Paket başı ödeme sisteminin kuryeleri daha fazla kazanç için daha büyük riskler almaya zorladığını belirten Akpınar sözlerini şu şekilde sürdürdü: “Hızla çalışmaya mecbur bırakılıyoruz, bu da hem kendi hayatımızı hem de trafikteki diğer insanların güvenliğini tehlikeye atıyor. Yaklaşık 2 milyon motokurye, yalnızca 5 büyük e-ticaret firmasının insafına terk edilmiş durumda. Bu firmalar, sesimizi duymadığı sürece büyük bir sürüş etkinliği düzenleyerek eylem yaparak haklarımızı haykıracağız.”
“ESNAF DEĞİL, SÖMÜRÜ DÜZENİNİN KURBANIYIZ”
Mevcut sistemin kuryeleri hem ekonomik hem de psikolojik olarak sömürdüğüne dikkat çeken Akpınar, "Esnaf statüsü adı altında tamamen haksız bir düzenle çalıştırılıyoruz. Temel sorun, bir esnaf gibi görünmemize rağmen tamamen bir sömürü düzeninde çalıştırılmamız. Uzun çalışma saatleriyle daha fazla risk almaya zorlanıyoruz. Üstüne üstlük mobbing altında, fiziksel ve ruhsal olarak yıpratılıyoruz. Reklamlı çantalar, montlar, kasklar gibi ürünleri bize zorla satıyorlar. Üstelik bu ürünlerle ücretsiz olarak reklamlarını yapıyoruz. Bunun adı esnaflığı hiçe saymaktır. Kuryeler, bu adaletsiz düzenin yükünü taşımaktan yoruldu. Ayrıca kendi kurallarını koydukları, esnaf ve işçi kanunlarına aykırı ceza sistemiyle dolu sözleşmeler imzalatıyorlar. İş kaygısı nedeniyle bu adaletsiz sözleşmeleri imzalamak zorunda kalıyoruz. Ancak bir nüshasını almamız gerekirken, maalesef bize vermiyorlar. Bu açıkça hak ihlalidir.” diye konuştu.
"TALEPLERİMİZ NET!"
Akpınar, kuryelerin hem esnaf statüsüne uygun bir şekilde çalışabilmeleri hem de insani koşullarda iş yapabilmeleri için taleplerini şu şekilde sıraladı:
- Kendi kurallarımızı belirleyebilmeliyiz.
- Birden fazla firmayla çalışabilme özgürlüğümüz olmalı.
- Hasılat esasına göre vergilendirilmeliyiz.
- Çalışma saatlerimiz ve koşullarımız dayatılmamalı.
- Mobing uygulanmamalı.
- Gerçek usul vergi değil, hasılat esasına göre vergilendirme sistemi uygulanmalı.
- Birden fazla firma ile çalışabilme hakkımız tanınmalı.
- Yanımızda SSK’lı kurye çalıştırabilme imkânı verilmeli.
- Kurye haklarını da koruyan adil sözleşmeler yapılmalı.
- Adil kazanç istiyoruz.
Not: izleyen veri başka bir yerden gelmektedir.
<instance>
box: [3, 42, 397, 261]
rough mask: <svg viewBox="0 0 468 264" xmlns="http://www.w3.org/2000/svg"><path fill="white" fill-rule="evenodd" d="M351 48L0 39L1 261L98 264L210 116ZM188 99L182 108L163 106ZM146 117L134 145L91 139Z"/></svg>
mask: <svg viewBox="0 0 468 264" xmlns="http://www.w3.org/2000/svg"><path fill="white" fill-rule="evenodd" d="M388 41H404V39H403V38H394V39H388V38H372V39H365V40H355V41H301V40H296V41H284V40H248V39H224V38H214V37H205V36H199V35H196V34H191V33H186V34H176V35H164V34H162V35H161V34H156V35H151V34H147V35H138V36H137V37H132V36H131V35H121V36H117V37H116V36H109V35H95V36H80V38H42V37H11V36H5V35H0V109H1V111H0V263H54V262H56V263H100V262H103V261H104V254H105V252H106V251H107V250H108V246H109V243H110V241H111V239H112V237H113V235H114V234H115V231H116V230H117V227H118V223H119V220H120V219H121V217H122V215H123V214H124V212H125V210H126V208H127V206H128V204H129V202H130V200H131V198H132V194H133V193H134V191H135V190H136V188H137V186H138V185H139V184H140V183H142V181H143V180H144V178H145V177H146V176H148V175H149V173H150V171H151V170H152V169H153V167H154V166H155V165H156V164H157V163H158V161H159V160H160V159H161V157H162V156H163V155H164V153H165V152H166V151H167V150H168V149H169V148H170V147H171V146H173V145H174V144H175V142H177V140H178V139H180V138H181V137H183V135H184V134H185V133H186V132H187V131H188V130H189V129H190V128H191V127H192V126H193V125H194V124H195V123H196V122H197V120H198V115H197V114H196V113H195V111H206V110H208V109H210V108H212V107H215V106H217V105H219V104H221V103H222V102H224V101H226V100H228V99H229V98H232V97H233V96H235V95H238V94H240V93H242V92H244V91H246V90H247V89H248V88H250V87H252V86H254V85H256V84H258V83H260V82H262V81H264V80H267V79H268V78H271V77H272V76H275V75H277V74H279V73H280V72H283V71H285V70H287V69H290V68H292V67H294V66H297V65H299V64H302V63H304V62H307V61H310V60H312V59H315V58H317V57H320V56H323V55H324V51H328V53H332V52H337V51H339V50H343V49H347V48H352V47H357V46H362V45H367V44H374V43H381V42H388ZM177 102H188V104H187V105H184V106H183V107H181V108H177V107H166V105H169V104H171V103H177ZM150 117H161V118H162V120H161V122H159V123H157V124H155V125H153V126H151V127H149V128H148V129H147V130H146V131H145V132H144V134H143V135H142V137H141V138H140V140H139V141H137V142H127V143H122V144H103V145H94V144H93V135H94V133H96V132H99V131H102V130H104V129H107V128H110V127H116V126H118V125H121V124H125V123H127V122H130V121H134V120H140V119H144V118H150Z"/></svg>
Hayatımız her an ölümle burun buruna iken kazançlarımız bu riski almaya değmiyor.
- Az Tehlikeli sınıftan Tehlikeli/Çok Tehlikeli sınıfa geçmek istiyoruz.
- Mesleki eğitim ve Mesleki yeterlik belgesi zorunlu hale gelmesini istiyoruz.